The first half of Dunkelman’s booklet concerns itself with Civil War history—namely the clash between an inexperienced Union brigade of four undermanned regiments commanded by a newly minted, 23-year-old colonel, Charles R. Coster, and two Confederate brigades of eight veteran Louisiana and North Carolina regiments. Dunkelman;s connection as a historian comes from his interest, since childhood, in the 154th New York Infantry that his great-great-grandfather joined the more than a year later and his determination to write a history of that regiment.

The first day’s action at Gettysburg was going well for the gray invaders when Coster’s brigade was ordered to support hard-pressed elements of the 11th Corps, then being driven back through the town. When hastily thrown into the fray, Coster’s regiments, the 134th and 154th New York and the 27th Pennsylvania, numbered less than 1,000 men. The 73rd Pennsylvania was held in reserve and didn’t participate in the fight. The blue coats encountered 3,000 hard charging gray marauders already flush with success in the day’s fighting. Dunkelman concedes: “Under the circumstances, Coster’s stand in the brickyard was inevitably brief.” Quickly outflanked and outgunned, the remnants of Coster’s broken regiments later joined other Union troops regrouping on Cemetery Hill.

The importance of the encounter depends on whose accounts you accept. Dunkelman posits that, brief though it was, the Brickyard Fight bought critical time for other Union regiments to regroup into defensible positions. Other historians mention it only in passing, more concerned with the day’s more momentous events. What can’t be argued is the staggering losses suffered that afternoon. Union casualties numbered 269 killed and wounded and an astonishing 301 captured. Confederate losses are estimated at just more than 200. For less than half an hour of fighting, 778 total casualties makes the Brickyard Fight one of the war’s fiercest encounters.

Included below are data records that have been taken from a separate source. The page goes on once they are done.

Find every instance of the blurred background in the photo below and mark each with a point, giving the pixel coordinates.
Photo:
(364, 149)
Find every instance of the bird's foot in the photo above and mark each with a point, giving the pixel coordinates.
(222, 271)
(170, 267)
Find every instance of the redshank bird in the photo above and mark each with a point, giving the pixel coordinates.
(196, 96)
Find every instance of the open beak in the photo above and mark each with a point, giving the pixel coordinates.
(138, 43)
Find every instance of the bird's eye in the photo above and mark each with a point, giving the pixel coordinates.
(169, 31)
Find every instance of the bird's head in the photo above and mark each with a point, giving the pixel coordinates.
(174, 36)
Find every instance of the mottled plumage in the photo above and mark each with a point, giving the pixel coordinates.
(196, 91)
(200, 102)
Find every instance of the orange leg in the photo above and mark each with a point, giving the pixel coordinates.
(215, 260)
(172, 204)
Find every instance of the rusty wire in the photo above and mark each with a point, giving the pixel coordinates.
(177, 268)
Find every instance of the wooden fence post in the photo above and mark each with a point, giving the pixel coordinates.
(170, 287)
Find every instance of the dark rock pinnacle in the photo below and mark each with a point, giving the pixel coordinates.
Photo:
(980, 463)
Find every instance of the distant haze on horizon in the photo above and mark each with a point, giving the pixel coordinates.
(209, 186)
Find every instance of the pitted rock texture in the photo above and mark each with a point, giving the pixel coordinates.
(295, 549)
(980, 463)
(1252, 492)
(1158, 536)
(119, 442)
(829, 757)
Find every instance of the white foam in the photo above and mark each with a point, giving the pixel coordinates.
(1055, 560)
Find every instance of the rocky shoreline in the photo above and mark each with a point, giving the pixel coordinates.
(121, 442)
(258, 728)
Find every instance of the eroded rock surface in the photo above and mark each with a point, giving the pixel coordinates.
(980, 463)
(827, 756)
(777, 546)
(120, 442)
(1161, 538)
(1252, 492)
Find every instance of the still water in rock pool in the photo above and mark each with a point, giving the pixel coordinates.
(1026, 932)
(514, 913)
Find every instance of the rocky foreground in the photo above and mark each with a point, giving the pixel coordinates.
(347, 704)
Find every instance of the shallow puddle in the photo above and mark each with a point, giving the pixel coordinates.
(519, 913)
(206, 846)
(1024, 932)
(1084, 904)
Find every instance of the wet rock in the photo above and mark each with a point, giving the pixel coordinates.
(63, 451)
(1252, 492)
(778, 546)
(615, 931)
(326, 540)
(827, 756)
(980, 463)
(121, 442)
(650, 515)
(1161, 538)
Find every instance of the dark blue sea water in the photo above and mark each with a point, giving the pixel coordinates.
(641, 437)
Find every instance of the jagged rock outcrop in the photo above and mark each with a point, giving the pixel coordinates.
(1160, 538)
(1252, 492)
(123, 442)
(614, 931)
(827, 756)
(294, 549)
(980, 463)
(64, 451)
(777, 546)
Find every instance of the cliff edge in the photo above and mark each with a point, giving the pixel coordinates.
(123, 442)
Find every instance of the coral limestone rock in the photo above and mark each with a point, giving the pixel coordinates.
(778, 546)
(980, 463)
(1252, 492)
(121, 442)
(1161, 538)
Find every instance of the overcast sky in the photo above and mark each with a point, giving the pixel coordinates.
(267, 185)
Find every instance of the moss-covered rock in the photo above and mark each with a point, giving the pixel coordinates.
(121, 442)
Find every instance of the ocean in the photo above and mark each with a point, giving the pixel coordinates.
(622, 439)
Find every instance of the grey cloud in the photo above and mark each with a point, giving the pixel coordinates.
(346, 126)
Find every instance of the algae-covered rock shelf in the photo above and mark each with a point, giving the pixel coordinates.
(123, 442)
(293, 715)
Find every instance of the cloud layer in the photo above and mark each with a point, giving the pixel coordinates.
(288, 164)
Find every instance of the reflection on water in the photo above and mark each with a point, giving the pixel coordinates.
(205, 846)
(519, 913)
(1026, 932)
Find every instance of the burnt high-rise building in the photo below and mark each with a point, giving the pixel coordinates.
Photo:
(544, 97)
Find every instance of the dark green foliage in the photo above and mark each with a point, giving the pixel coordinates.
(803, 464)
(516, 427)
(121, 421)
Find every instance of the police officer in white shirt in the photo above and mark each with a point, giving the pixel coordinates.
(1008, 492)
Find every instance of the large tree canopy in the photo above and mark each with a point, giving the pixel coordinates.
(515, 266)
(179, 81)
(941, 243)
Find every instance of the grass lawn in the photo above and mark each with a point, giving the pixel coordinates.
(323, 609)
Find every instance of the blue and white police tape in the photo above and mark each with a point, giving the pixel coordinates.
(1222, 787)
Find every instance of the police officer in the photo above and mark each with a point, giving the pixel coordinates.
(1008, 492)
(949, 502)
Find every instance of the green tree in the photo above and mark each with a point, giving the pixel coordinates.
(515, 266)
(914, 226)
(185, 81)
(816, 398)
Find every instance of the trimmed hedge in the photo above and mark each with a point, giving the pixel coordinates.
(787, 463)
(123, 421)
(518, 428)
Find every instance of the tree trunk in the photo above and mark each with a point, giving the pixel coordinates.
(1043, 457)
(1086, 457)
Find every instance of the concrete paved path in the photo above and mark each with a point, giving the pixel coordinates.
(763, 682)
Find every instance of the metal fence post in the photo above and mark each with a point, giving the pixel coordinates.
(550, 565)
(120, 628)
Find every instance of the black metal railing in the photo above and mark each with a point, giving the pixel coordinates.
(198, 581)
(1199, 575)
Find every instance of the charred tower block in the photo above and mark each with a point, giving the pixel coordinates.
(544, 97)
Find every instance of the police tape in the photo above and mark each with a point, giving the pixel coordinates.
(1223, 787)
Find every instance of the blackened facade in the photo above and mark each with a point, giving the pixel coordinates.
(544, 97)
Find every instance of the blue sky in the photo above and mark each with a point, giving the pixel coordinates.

In 1890, veterans of the 154th New York erected a regimental monument on the site of the brickyard bloodletting. Over the years, the city of Gettysburg encroached around the monument and it became lost in the midst of urban growth. This is where Dunkelman again enters the story, this time as an artist. A visit to the brickyard site in 1970 revealed the monument backed by an 80-foot concrete wall of a roofing company. But Dunkelman envisioned something much grander.

A reader’s interest in mural painting, restoration, repainting, preservation techniques, and repainting yet again, will determine how relevant the book’s second half is to the story. There is no doubt, however, that since 1970 Dunkelman pursued this aspect of the brickyard story with a passion. He believed that “a concrete block wall would form an unsightly backdrop to the monument of a regiment that had come to mean so much to me.” But how “to make the wall disappear.” Wouldn’t a mural, like the famous Gettysburg Cyclorama, encourage more visitors to this neglected part of the battlefield and gain respect and understanding for the men who fought there? In his mind’s eye, “Visitors would link the present warehouse wall mural to the Coster Avenue past, just as the 154th’s regimental veterans had tied Coster Avenue to Kuhn’s brickyard at the dedication their monument in 1890.”

How well he has succeeded, Dunkelman admits, “others will judge.” But using this slender volume, a lovingly restored mural, and Mark Dunkelman’s determined preservation efforts as evidence, the uncommon valor and selfless sacrifice shown in John Kuhn’s brickyard on that hot July afternoon will enrich Gettysburg’s heritage for generations to come.